The oviraptosaur reconstruction of the jawbone.

Birds are reasonably well known from the Cretaceous, but most specimens are small, chicken sized or less, whereas this was a much larger creature, with a lower jaw at least 30 cm in length. It is not possible to reconstruct a whole bird from a lower jawbone, but comparison with modern birds suggests a man-sized flightless bird or a flying bird with a wing-span of at least 4 m.
Two possible reconstructions of Samrukia, with a human and a more typical Cretaceous bird for comparison. By dinosaur artist John Conway.

There has been one other giant bird described from the Late Cretaceous; Gargantuavis philoinos, a large, flightless bird from southern France, was described in a paper in the journal Nature in 1995 by a team lead by Eric Buffetaut of the Laboratoire de Géologie de l'Ecole Normale Supérieure.

These birds add to a more diverse picture of Cretaceous megafauna (big animals).

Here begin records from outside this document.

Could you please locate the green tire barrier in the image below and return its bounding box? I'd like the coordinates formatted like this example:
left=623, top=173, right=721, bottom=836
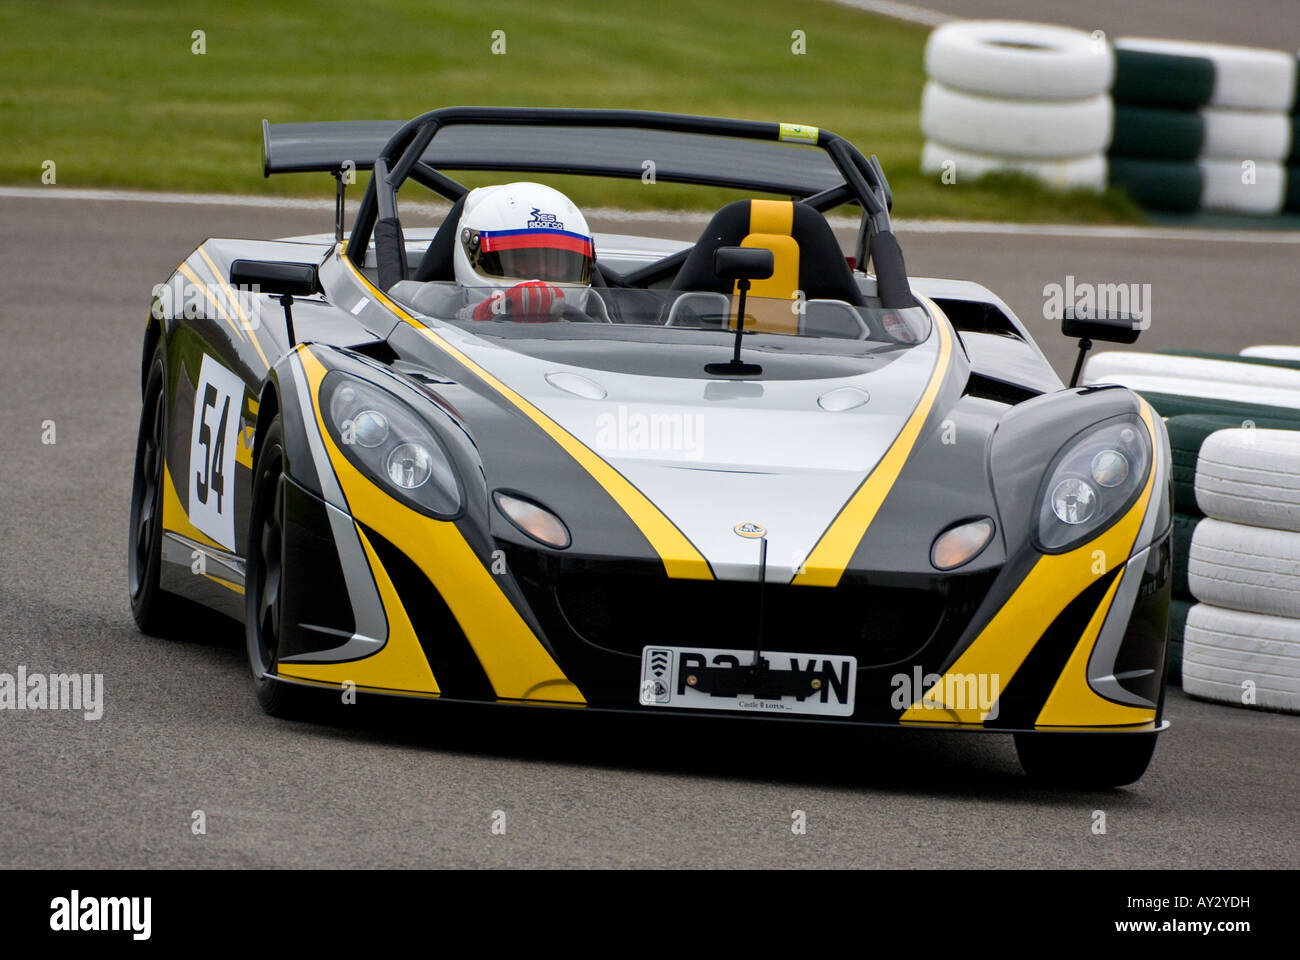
left=1107, top=157, right=1202, bottom=211
left=1111, top=104, right=1204, bottom=160
left=1112, top=105, right=1296, bottom=162
left=1113, top=39, right=1298, bottom=111
left=1113, top=48, right=1215, bottom=108
left=1166, top=413, right=1300, bottom=517
left=1108, top=37, right=1300, bottom=215
left=1172, top=512, right=1198, bottom=598
left=1109, top=151, right=1300, bottom=214
left=1167, top=598, right=1191, bottom=686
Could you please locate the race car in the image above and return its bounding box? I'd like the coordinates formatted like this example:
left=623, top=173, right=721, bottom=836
left=128, top=107, right=1173, bottom=787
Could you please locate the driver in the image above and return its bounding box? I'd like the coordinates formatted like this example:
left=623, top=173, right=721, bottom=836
left=452, top=182, right=597, bottom=322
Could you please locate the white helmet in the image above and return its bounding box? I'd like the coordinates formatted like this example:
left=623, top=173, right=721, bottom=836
left=453, top=183, right=595, bottom=304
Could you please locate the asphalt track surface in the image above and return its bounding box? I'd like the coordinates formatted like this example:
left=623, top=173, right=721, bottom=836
left=1, top=194, right=1298, bottom=869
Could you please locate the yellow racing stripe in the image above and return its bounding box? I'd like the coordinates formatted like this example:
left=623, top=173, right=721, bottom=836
left=297, top=346, right=584, bottom=703
left=195, top=246, right=272, bottom=371
left=277, top=524, right=441, bottom=696
left=1033, top=400, right=1162, bottom=727
left=901, top=400, right=1160, bottom=726
left=336, top=244, right=712, bottom=581
left=178, top=262, right=247, bottom=348
left=161, top=463, right=224, bottom=550
left=793, top=297, right=954, bottom=586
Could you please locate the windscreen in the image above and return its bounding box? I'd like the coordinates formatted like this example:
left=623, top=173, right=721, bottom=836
left=389, top=282, right=932, bottom=348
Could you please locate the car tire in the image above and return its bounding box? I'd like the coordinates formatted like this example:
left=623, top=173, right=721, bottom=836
left=1189, top=518, right=1300, bottom=618
left=921, top=141, right=1107, bottom=191
left=1200, top=108, right=1293, bottom=162
left=1183, top=603, right=1300, bottom=713
left=128, top=343, right=184, bottom=636
left=1014, top=731, right=1158, bottom=787
left=1087, top=374, right=1300, bottom=412
left=924, top=20, right=1114, bottom=101
left=920, top=81, right=1113, bottom=159
left=245, top=413, right=314, bottom=718
left=1200, top=158, right=1286, bottom=215
left=1242, top=345, right=1300, bottom=362
left=1196, top=428, right=1300, bottom=531
left=1084, top=351, right=1300, bottom=392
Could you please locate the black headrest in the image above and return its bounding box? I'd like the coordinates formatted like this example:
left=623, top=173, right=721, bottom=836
left=412, top=194, right=468, bottom=283
left=670, top=200, right=864, bottom=305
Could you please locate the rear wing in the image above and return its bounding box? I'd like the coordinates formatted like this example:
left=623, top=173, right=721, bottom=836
left=261, top=117, right=847, bottom=197
left=262, top=120, right=400, bottom=176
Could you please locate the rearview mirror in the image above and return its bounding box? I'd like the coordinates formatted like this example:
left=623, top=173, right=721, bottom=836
left=230, top=260, right=318, bottom=347
left=713, top=247, right=774, bottom=283
left=1061, top=307, right=1141, bottom=345
left=229, top=260, right=318, bottom=297
left=1062, top=307, right=1142, bottom=389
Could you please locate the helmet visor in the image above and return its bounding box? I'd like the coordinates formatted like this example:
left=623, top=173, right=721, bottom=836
left=468, top=228, right=594, bottom=284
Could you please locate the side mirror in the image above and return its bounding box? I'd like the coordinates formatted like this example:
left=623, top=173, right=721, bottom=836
left=713, top=246, right=774, bottom=283
left=230, top=260, right=318, bottom=346
left=1061, top=306, right=1142, bottom=345
left=229, top=260, right=318, bottom=297
left=1062, top=307, right=1142, bottom=388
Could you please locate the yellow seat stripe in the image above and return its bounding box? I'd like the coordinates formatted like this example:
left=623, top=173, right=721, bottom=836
left=336, top=245, right=712, bottom=581
left=748, top=199, right=793, bottom=237
left=793, top=299, right=954, bottom=587
left=735, top=201, right=799, bottom=334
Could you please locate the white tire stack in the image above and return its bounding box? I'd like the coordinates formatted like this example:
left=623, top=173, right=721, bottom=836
left=920, top=21, right=1113, bottom=192
left=1079, top=348, right=1300, bottom=703
left=1186, top=428, right=1300, bottom=713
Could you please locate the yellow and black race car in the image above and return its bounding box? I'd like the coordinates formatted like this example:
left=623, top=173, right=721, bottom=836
left=128, top=107, right=1173, bottom=786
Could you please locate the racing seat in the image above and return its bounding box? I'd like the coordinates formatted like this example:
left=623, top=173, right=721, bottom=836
left=670, top=199, right=865, bottom=334
left=411, top=195, right=468, bottom=282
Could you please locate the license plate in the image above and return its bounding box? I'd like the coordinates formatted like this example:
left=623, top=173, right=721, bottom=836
left=639, top=645, right=856, bottom=717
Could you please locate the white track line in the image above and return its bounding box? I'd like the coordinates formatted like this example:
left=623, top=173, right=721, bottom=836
left=824, top=0, right=953, bottom=28
left=6, top=185, right=1300, bottom=244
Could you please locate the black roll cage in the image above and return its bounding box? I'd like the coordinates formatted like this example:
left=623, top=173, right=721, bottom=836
left=339, top=107, right=909, bottom=302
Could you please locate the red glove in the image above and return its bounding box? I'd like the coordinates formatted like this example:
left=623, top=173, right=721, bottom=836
left=472, top=281, right=566, bottom=322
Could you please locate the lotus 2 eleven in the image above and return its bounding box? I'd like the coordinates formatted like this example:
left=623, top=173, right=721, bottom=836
left=128, top=107, right=1174, bottom=786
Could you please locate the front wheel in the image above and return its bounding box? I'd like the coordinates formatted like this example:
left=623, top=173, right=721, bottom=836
left=1014, top=731, right=1158, bottom=788
left=128, top=344, right=183, bottom=636
left=245, top=414, right=313, bottom=718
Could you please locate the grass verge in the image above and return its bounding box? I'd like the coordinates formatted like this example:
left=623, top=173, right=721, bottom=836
left=0, top=0, right=1142, bottom=223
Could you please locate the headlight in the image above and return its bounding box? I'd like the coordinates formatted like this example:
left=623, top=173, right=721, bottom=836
left=1036, top=416, right=1150, bottom=552
left=494, top=491, right=570, bottom=549
left=321, top=371, right=463, bottom=518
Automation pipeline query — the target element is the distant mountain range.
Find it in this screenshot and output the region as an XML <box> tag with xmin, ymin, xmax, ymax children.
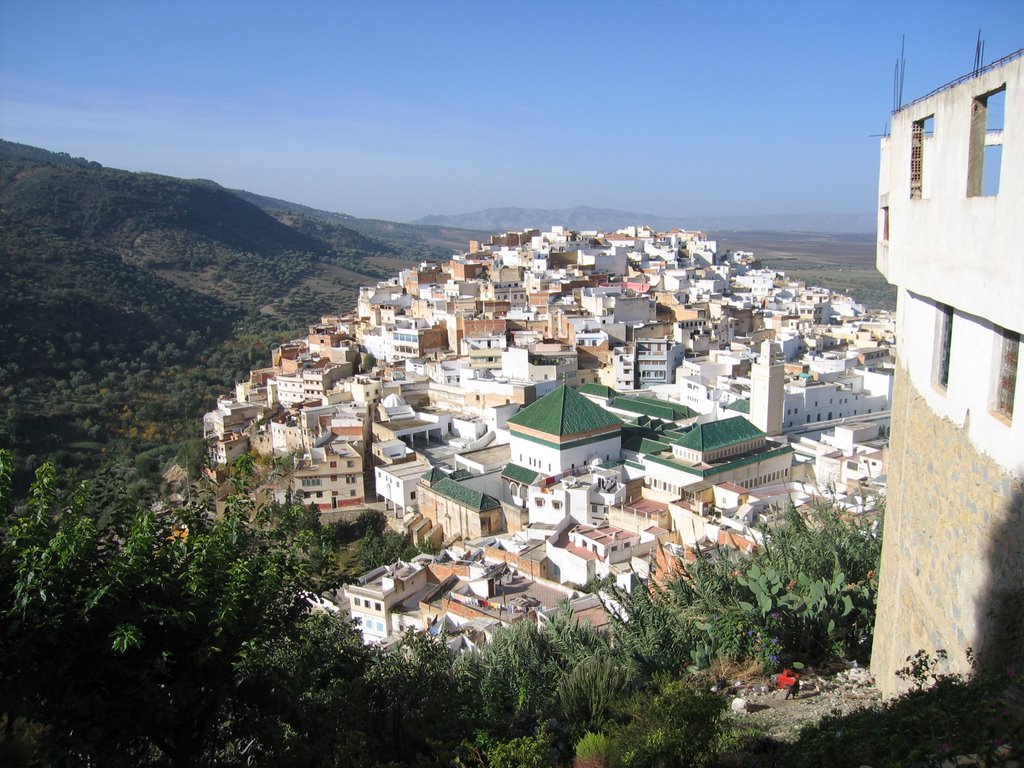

Traditionally the Cretaceous, with the Jurassic and the Triassic has been referred to as the 'Age of Dinosaurs' or the 'Age of Reptiles', and the most familiar large fossils from the period have been the dinosaurs, along with the flying pterosaurs and several groups of extinct marine reptiles. In addition we have long been aware of large crocodiles and turtles from the Cretaceous. More recently palaeontologists have uncovered giant Cretaceous snakes, and Repenomamus a dog sized mammal from China, which has been found with dinosaur remains in its stomach.